Dijo que no pensaba revelar sus fuentes. Al cabo de algún tiempo le quedó claro que Lisbeth Salander no tenía ninguna intención de hablar de sus métodos de trabajo, ni con él ni con nadie. Eso le preocupaba, pero no lo suficiente como para poder resistirse a la tentación de ponerla a prueba.
Reflexionó sobre el asunto un par de días.
Recordó las palabras de Holger Palmgren cuando se la envió: «Todas las personas tienen derecho a una oportunidad». Pensaba en su propia educación musulmana, de la que había aprendido que su deber ante Dios era ayudar a los necesitados. Es cierto que no creía en Dios y que no visitaba una mezquita desde su adolescencia, pero veía a Lisbeth Salander como una persona necesitada de ayuda y de un firme apoyo.
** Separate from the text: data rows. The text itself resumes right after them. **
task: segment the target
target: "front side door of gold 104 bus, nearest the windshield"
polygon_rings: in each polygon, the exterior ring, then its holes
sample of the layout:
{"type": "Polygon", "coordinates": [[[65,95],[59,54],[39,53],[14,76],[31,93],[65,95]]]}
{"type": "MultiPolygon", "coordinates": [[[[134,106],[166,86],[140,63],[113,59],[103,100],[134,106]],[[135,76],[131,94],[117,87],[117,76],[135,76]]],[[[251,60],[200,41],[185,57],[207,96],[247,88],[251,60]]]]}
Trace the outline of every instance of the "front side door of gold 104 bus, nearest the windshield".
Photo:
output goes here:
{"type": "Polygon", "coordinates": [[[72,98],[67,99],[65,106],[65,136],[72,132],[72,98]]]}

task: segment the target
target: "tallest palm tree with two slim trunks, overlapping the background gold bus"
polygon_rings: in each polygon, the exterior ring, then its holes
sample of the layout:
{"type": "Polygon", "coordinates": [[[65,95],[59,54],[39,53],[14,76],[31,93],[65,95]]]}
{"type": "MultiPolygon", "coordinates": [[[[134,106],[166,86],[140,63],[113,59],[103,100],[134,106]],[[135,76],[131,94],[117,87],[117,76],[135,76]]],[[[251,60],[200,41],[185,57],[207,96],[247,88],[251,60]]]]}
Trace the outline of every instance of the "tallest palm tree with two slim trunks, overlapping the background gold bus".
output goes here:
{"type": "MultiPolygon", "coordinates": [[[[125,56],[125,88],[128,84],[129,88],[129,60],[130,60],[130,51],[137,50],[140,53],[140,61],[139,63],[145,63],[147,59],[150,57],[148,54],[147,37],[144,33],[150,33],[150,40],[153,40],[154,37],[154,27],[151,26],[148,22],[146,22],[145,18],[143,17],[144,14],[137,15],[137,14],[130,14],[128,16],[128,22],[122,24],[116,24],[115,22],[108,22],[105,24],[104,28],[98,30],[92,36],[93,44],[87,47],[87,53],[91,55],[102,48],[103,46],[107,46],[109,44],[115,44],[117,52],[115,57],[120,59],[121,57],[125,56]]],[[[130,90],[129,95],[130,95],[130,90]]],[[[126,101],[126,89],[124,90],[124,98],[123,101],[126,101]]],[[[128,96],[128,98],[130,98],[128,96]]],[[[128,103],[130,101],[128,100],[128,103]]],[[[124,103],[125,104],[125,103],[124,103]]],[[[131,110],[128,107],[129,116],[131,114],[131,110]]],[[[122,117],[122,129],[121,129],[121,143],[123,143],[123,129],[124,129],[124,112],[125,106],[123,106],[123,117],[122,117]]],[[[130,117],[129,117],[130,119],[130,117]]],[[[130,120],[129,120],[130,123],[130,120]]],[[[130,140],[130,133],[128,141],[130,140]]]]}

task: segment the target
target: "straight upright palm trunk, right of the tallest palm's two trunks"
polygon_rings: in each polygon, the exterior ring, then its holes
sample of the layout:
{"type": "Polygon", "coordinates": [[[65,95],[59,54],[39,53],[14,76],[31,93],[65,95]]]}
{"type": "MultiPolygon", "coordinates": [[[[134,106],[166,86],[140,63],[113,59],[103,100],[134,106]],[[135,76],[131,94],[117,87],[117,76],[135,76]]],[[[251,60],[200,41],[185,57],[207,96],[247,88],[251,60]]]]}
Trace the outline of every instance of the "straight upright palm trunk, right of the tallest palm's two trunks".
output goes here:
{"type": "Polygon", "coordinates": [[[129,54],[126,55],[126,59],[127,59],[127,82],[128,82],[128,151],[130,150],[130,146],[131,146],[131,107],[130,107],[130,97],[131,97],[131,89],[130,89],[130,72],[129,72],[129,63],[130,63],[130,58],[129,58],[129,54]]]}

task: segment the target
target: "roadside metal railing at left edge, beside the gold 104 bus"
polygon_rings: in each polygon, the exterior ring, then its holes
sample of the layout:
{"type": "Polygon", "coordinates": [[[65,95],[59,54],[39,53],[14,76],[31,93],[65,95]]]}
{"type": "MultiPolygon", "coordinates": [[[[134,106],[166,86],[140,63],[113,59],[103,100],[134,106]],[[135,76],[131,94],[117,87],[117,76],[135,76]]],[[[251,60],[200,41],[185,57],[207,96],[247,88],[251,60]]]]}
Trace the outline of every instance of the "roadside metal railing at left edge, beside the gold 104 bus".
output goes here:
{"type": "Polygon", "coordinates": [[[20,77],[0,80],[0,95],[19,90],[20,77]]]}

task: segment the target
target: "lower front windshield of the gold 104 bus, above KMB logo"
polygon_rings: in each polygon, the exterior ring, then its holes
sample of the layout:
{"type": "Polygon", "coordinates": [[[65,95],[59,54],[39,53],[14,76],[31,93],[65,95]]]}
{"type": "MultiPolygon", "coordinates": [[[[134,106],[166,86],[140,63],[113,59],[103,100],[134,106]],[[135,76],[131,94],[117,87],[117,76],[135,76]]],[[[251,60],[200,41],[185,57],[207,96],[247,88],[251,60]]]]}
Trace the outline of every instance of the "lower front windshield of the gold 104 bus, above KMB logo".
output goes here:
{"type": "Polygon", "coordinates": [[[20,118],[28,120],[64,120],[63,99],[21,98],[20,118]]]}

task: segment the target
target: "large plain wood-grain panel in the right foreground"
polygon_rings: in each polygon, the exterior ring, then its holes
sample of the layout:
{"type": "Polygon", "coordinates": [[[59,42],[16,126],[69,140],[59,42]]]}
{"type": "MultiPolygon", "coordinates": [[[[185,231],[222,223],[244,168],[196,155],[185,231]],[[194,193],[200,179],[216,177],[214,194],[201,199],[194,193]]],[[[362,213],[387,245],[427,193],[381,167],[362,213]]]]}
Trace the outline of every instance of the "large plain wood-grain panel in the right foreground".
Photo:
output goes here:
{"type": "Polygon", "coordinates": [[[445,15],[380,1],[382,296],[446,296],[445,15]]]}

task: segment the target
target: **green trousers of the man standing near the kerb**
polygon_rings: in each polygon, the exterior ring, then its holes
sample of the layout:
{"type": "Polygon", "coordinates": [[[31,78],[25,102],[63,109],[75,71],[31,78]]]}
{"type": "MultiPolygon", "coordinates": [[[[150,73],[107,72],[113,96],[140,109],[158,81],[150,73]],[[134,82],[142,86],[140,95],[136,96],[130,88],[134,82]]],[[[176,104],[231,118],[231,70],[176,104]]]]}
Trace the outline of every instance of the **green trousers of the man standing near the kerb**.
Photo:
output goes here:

Además, a decir verdad, durante las últimas décadas no había cumplido mucho con su deber.
En vez de despedirla, la convocó a una entrevista personal, durante la cual intentó comprender de qué pasta estaba hecha la problemática chica. Reforzó su convicción de que Lisbeth Salander sufría algún tipo de trastorno grave, pero también descubrió que tras su arisca apariencia se ocultaba una persona inteligente. Por una parte, la veía frágil e irritante, pero, por otra, y para su sorpresa, empezaba a caerle bien.
Durante los meses siguientes, Armanskij tuvo a Lisbeth Salander bajo su protección. Para ser sincero consigo mismo, lo cierto es que la acogió como si se tratara de un pequeño proyecto social. Le encomendaba sencillas tareas de investigación e intentaba darle ideas de cómo debía actuar. Ella lo escuchaba con mucha paciencia y luego llevaba a cabo la misión totalmente a su manera. Le pidió al jefe técnico de Milton que le diera a Lisbeth un curso básico de informática; Salander se pasó toda una tarde sentada en el pupitre sin rechistar, hasta que el jefe técnico, algo molesto, informó de que ya parecía poseer mejores conocimientos de informática que la mayoría de la plantilla.
Pronto Armanskij se dio cuenta de que Lisbeth Salander, a pesar de esas charlas formativas sobre el desarrollo personal, las ofertas de cursos de formación interna y otros modos de persuasión, no tenía intención de adaptarse a la rutina laboral de Milton, lo cual no dejaba de ser un tema complicado para Armanskij.
Continuaba siendo un motivo de irritación para los demás trabajadores de la empresa. Armanskij era consciente de que no habría aceptado que cualquier otro empleado fuera y viniera como le diera la gana; en otras circunstancias, le habría dado un ultimátum exigiendo una rectificación. También sospechaba que si le diera a Lisbeth Salander un ultimátum o la amenazara con un despido, ella sólo se encogería de hombros, y no la volvería a ver. Así que se veía obligado a deshacerse de ella o a aceptar que no funcionaba como los demás.